If you're an alcoholic, you have a progressive illness. It doesn't get better; it only gets worse.

AA is supposed to work on the principle of attraction rather than promotion, so I'll talk about myself.

Since coming to the fellowship 547 days ago, I have been sober for 547 days. My mental illness is properly diagnosed, medicated, and managed. I no longer spend the entire day with my fists clenched in anger, mind numbed by rage. I'm able to answer my phone, call people, and send and respond to text messages and emails. I was gainfully employed for nine months and when I needed to make a decision to leave that job I had the life experience of many well-adjusted people to draw from and assist my decision. I have fallen in love and endured a broken heart without drinking. I have the "best possible relationship" with my family, which definitely isn't roses and butterflies but it's civil interaction with more clearly defined and firmly defended boundaries. I have acquired a god of my own understanding who is a personal god, whose only job is to take care of me. I'm developing a strong sense of self-esteem as well as a strong sense of humility, which I describe as "an accurate self-assessment" ie humility is not the same thing as self-hate. I am, as the literature promises, "happy, joyous, and free" more than half of the time. I have feelings again and can identify most of them. I am able to be sad whereas before I couldn't face any amount of adversity without drinking. At four months of sobriety, my sponsor helped me face down some demons that had been haunting me for a decade. I have brushed my teeth every day but one for 547 days.

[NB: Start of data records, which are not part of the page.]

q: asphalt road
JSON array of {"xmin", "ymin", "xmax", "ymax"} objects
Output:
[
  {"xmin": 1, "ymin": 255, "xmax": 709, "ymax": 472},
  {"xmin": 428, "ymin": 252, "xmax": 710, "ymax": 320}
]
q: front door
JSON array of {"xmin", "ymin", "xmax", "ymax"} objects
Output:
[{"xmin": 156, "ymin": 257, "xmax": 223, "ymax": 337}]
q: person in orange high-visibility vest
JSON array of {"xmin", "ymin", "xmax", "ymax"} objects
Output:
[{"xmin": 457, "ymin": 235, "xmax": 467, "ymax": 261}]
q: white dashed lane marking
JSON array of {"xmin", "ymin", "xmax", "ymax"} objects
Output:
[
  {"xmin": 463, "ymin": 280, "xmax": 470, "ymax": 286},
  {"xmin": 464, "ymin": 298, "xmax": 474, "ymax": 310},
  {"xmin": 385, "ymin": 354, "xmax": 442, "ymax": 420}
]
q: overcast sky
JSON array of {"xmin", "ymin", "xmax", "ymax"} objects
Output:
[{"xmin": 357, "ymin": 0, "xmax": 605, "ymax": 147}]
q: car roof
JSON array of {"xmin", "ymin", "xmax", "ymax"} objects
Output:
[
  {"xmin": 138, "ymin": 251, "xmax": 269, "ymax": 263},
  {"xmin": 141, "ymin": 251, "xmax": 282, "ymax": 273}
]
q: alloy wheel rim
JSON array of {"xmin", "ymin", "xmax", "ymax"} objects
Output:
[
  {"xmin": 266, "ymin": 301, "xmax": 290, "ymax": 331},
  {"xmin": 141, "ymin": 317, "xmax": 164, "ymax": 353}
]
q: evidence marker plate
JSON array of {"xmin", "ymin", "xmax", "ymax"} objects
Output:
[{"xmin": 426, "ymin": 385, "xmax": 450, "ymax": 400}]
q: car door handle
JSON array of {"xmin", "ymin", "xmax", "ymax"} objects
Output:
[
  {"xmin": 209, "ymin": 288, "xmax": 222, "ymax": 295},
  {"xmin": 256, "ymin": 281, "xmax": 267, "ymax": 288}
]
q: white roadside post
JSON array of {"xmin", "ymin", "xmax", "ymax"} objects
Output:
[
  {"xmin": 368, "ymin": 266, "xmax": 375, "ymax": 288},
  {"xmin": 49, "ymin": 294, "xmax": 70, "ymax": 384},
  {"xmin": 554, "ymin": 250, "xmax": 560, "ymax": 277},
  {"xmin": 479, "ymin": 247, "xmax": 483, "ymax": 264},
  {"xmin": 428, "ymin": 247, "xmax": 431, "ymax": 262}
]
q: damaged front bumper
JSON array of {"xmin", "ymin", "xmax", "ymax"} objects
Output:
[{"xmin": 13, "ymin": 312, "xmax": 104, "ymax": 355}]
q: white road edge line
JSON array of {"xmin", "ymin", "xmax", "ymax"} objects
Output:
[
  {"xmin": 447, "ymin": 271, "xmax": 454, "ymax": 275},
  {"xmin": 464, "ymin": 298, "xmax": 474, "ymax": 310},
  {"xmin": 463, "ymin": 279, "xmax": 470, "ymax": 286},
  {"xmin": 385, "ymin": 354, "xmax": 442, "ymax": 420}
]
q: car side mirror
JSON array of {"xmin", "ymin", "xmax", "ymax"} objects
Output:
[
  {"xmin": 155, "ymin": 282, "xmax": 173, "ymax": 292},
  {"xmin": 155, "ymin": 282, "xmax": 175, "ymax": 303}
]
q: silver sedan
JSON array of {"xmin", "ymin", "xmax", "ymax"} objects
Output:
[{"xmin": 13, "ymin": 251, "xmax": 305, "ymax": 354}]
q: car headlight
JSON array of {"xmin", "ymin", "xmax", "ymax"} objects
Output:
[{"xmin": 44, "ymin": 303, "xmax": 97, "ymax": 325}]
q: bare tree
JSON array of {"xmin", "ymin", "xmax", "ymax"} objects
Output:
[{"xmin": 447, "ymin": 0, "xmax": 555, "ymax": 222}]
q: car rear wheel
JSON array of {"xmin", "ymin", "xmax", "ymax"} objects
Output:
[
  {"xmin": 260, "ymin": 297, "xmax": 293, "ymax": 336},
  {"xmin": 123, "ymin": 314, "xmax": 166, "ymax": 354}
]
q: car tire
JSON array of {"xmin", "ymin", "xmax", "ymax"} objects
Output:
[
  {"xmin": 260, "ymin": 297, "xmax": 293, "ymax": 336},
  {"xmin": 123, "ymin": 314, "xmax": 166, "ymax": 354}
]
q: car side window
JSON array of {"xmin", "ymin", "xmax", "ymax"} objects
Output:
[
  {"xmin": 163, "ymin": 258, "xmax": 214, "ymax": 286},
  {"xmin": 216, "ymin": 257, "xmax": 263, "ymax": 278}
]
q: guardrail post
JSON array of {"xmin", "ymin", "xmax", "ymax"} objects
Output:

If anything at all about the program makes you hesitant (God, etc), the third tradition states that "the only requirement for membership is a desire to stop drinking."

Corby Haas
Jul 29, 2015
I just finished reading to the end of the thread. Are you still there, Penny? How are you feeling?

Corby Haas
Jul 29, 2015
Hey Penny how is stuff now? I saw you posted in a thread I was reading about HoneyBooBoo's ranch dressing themed wedding so I thought I would ask.

I have had a crazy but majority good however-many-months of still being sober. I might post a mega-schizo-text-wall summary paragraph of it but right now I really need to go buy bananas and coffee grounds.